PATHCHAT Edition No. 21
Please contact your local Ampath pathologist for more information.
What Are D-Dimers?
🔹 D-Dimer is a marker of fibrinolysis, formed during the breakdown of fibrin clots.
- Coagulation results in the formation of fibrin clots.
- Fibrinolysis is the breakdown of these clots.
- D-Dimer is a specific product of cross-linked fibrin degradation by plasmin.
- Elevated D-Dimer levels indicate increased clot formation and breakdown.
Clinical Applications of D-Dimer Testing
✅ 1. Exclusion of Venous Thromboembolism (VTE) in Specific Patients
- Deep vein thrombosis (DVT).
- Pulmonary embolism (PE).
✅ 2. Prediction of Recurrent VTE
- Helps assess the risk of VTE recurrence.
✅ 3. Diagnosis and Monitoring of Disseminated Intravascular Coagulation (DIC)

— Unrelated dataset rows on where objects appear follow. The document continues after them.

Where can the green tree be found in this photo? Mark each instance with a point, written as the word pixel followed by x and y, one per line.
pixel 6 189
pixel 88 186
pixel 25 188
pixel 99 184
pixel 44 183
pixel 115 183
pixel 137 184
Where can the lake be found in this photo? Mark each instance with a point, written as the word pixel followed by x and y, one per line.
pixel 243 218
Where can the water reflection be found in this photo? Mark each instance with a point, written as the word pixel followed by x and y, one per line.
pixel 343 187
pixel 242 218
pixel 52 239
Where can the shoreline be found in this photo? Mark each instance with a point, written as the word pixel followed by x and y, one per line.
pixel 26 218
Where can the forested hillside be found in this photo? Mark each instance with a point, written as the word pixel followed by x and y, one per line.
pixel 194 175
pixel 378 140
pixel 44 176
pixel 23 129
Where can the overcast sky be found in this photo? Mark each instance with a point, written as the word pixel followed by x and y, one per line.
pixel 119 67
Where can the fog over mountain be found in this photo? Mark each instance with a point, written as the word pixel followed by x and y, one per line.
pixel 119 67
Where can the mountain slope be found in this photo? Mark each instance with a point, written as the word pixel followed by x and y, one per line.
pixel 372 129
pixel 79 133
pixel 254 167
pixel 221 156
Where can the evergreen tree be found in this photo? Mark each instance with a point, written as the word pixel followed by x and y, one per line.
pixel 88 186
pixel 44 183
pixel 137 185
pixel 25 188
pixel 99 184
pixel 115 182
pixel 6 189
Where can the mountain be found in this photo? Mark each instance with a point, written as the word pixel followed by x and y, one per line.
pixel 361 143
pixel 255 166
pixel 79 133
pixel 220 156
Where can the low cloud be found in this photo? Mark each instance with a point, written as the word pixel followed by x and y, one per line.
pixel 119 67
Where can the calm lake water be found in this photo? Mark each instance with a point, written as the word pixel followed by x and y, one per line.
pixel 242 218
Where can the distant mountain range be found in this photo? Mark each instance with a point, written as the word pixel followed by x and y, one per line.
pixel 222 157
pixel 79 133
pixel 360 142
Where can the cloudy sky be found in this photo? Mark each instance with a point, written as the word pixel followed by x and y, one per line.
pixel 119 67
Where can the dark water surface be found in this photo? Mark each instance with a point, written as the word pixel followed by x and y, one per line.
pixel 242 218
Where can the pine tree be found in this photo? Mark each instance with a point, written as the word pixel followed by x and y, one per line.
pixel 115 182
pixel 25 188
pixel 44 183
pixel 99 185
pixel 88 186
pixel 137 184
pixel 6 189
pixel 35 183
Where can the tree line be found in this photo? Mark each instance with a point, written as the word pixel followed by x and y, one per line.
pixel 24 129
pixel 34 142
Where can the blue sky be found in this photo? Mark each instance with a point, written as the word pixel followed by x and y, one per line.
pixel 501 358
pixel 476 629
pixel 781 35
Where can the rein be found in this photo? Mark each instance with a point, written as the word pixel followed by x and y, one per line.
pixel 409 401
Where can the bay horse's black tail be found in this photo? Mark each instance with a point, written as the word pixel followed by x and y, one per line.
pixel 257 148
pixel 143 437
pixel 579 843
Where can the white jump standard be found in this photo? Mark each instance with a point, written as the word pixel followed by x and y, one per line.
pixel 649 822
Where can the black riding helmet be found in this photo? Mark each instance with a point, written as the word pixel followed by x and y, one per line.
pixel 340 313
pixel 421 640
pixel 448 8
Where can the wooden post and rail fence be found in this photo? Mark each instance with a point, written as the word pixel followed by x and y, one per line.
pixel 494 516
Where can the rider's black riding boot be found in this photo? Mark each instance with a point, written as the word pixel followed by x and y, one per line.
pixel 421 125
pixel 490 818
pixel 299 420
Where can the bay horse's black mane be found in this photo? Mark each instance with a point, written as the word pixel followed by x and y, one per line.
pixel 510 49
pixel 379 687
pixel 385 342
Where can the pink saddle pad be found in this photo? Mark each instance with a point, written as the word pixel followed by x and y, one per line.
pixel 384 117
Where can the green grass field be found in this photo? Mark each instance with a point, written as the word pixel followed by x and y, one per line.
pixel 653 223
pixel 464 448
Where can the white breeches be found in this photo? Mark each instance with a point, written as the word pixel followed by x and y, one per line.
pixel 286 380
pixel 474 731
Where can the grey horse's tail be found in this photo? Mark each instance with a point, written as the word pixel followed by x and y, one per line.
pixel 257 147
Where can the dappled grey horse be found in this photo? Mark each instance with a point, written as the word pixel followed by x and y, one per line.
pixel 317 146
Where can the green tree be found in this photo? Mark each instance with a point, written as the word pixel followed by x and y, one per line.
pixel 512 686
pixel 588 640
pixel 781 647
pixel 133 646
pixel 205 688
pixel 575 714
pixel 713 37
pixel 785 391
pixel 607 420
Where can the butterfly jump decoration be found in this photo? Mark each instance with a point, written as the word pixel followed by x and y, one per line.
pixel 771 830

- D-Dimer levels are elevated in DIC, aiding in diagnosis and disease progression monitoring.
D-Dimer Testing at Ampath
🔹 Ampath uses an ELISA-based D-Dimer assay, which provides:
- High sensitivity (excellent negative predictive value).
- Acceptable specificity.
- Rapid turnaround time (<1 hour).
- Quantitative results available 24/7.
Patient Preparation & Sample Collection
🔹 To ensure accurate results:
✅ Avoid excessive trauma or prolonged stasis during venesection.
✅ Collect blood in a citrate tube (blue top), ensuring a minimum fill of 4 mL.
✅ Samples remain stable for up to 24 hours at room temperature.
D-Dimer Reference Range
✔ Normal D-Dimer levels: <0.50 mg/L.
D-Dimer as a Diagnostic Tool
🔹 High Negative Predictive Value for VTE Diagnosis:
✅ In low-risk patients, a normal D-Dimer level effectively rules out thrombosis.
✅ Most useful in young patients without co-morbidities and recent symptoms.
✅ Eliminates unnecessary imaging tests (e.g., venograms, CT pulmonary angiograms).
🔹 Limitations – A Positive D-Dimer Does NOT Confirm Thrombosis:
🚨 D-Dimer levels can be elevated due to other conditions (false positives).
Common Causes of False-Positive & False-Negative D-Dimer Results
✅ False Positives (Elevated D-Dimer Without VTE):
- Recent surgery.
- Haemorrhage.
- Trauma.
- Malignancy.
- Sepsis or severe infection.
- Advanced age with co-morbidities.
- Pregnancy.
- Liver disease.
🚨 False Negatives (Normal D-Dimer Despite VTE):
- Symptoms older than 7–10 days.
- Patient already on anticoagulation (heparin or warfarin).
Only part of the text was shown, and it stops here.